Algorithms that pose a consequential risk of harm are those that produce harms related to (I) individuals under 17 years old; (II) making or facilitating advertising for, or determining access to, or restrictions on the use of housing, education, employment, healthcare, insurance, or credit opportunities; (III) determining access to, or restrictions on the use of, any place of public accommodation, particularly as such harms relate to the protected characteristics of individuals, including race, color, religion, national origin, sex, or disability; (IV) disparate impact on the basis of individuals’ race, color, religion, national origin, sex, or disability status; or (V) disparate impact on the basis of individuals’ political party registration status.6
The impact assessment must include “(i) A detailed description of the design process and methodologies of the covered algorithm. . . . (iv) A description of the outputs produced by the covered algorithm. . . . (vi) A detailed description of steps the large data holder has taken or will take to mitigate potential harms from the covered algorithm to an individual.”7 How much must be disclosed about a company’s methodology? How does a company present this in a way that would be meaningful to consumers? How much time and money does it need to exhaust to do so? How must a company describe its outputs? If its outputs are incredibly varied, is it enough to say that the outputs are incredibly varied or must they be represented? Does the output log need to cover every possible range output? Before a company rolls out an algorithm that helps it decide what to put in an ad for housing, it must note the detailed steps it took to mitigate any possible harms related to “the use of housing, education, employment, healthcare, insurance, or credit opportunities.” A company must outline how it’s working to mitigate “potential harms”—not the steps it’s taking to stem realized harms, but the steps it’s taking to prevent ever committing a harm.
The bill goes further, putting prior restraint on algorithms. This goes beyond yearly reporting. Prior to deploying a covered algorithm a covered entity must “evaluate the design, structure, and inputs of the covered algorithm, including any training data used to develop the covered algorithm, to reduce the risk of the potential harms.”8 The implications for open source machine learning here could be devastating.
Section 14. Consequential decision opt out.
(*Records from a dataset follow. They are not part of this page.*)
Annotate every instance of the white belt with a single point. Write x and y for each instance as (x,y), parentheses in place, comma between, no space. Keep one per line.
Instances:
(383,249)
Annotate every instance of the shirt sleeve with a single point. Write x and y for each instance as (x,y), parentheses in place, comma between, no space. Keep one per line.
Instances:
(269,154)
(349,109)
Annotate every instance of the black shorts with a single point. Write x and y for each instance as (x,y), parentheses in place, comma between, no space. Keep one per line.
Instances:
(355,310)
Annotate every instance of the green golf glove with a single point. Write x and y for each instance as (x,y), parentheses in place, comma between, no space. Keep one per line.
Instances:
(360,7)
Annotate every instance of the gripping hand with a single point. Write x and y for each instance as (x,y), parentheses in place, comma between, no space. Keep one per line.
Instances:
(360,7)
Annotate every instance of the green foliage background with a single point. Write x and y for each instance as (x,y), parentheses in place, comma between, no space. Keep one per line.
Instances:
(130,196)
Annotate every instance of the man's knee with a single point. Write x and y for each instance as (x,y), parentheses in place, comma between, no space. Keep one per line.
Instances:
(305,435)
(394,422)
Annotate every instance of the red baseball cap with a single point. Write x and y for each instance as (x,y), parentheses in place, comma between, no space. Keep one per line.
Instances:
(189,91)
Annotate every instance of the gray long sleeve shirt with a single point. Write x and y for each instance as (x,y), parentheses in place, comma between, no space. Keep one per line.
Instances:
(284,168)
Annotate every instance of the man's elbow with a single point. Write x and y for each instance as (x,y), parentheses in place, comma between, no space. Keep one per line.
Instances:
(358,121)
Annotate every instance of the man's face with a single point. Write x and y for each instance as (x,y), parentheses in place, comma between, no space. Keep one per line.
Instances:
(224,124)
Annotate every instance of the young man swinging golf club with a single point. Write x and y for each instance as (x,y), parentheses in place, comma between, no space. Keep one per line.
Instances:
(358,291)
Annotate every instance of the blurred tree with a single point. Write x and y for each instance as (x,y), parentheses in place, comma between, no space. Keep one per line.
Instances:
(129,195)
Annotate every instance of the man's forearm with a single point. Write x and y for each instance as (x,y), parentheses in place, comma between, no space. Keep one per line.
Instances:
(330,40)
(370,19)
“An entity that uses a covered algorithm to make or facilitate a consequential decision shall provide” notice to any individual subject to such use of the covered algorithm; and an opportunity for the individual to opt out of such use of the covered algorithm.9 If a person opts out, does the company have to offer the individual an alternative to the covered algorithm? If not, must the individual receive a refund for the company’s now-unusable services? Why would an individual opt out if they had contracted with a company in order to use the company’s services in the first place?
Conclusion
This discussion draft poses many problems for AI development. However, Chairs Cantwell and Rodgers should be applauded for publicly releasing a discussion draft for feedback so early in the process. As this legislation moves forward, members of congress should focus on how these policies will affect the AI of today and tomorrow. Crafting the right policies for AI development is crucial so that all Americans can realize all the benefits of these burgeoning technologies.